One of our cats is extremely vocal. She is just over 1 year old and is an absolute sweetheart, but if we kick her out of the bedroom, she will sit outside our door meowing to get back in and sometimes scratch at the door. She runs into the room at night before we shut the door and we let her stay, although it usually takes a bit for her to calm down. She'll sleep until around 2AM or so and then start walking all over us and trying to get comfortable and usually at that point we have to kick her out because she won't settle down. She'll go out and be just fine until I get up around 6AM and feed them. However, right after we feed her she'll want back in the bedroom. That's fine if we are both up, but I am the first one up in the morning while my husband doesn't get up for about another 1-1 1/2 hours so I keep the bedroom door shut, but she won't stop meowing even if I'm out there with her. The meowing keeps my husband up and if I let her in the room, she'll keep him up by walking all over him.

Is there anything we can do to calm her down and make her stop? None of our other cats do that.


----------



## elber (Nov 6, 2015)

My cat Auglaize used to do this when we first adopted her, and she was about the same age. We placed a Sentry Calming Collar around her neck every night so she would stop running around and go to sleep - we finally got a full night's sleep and she rarely wakes us up anymore. 

I'm not sure what to do about keeping her in one room, though. We've always left our bedroom door cracked so Auglaize can come and go throughout the night. Usually she sleeps by my husband's feet, but some mornings I'll go downstairs and find she used the litter box while we were sleeping.


----------



## Arianwen (Jun 3, 2012)

I get woken at some point most nights but I think it settles down over time and becomes more intermittent.


----------



## Mapper71 (Sep 16, 2009)

elber said:


> My cat Auglaize used to do this when we first adopted her, and she was about the same age. We placed a Sentry Calming Collar around her neck every night so she would stop running around and go to sleep - we finally got a full night's sleep and she rarely wakes us up anymore.
> 
> I'm not sure what to do about keeping her in one room, though. We've always left our bedroom door cracked so Auglaize can come and go throughout the night. Usually she sleeps by my husband's feet, but some mornings I'll go downstairs and find she used the litter box while we were sleeping.

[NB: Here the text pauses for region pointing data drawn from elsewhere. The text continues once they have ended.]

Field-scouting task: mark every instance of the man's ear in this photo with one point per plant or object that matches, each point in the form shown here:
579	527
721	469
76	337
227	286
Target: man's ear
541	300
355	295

The thing is, I don't think she's stressed, I think she just REALLY wants to be on the bed because that's where she is a lot during the day and that's where we are at night.


----------



## LakotaWolf (Aug 10, 2012)

You could always try a collar as Elber suggested, or something like a Feliway diffuser in the hallway outside your bedroom. I know it isn't really a "bad behavior" reason why she wants in the bedroom, but Feliway could help her chill out when she does get kicked out.


----------



## catloverami (Jul 5, 2010)

I've always needed a good night's sleep to function well the next day, so I don't let my cats sleep with me, only for short late afternoon naps. It's their routine to go to a different room for the night.....and then you aren't bothered by those insistent ones who want to scratch at the bedroom door even tho they know I'm not going to let them in. They get an evening snack just before I go to bed and it's their routine to run into their room for the night and eat their snack. _Have to be consistent and ignore any howling pleas_ to be let of their room tho. Meowing will stop after a while when they find it doesn't get their door opened. This has worked for me for many years.


----------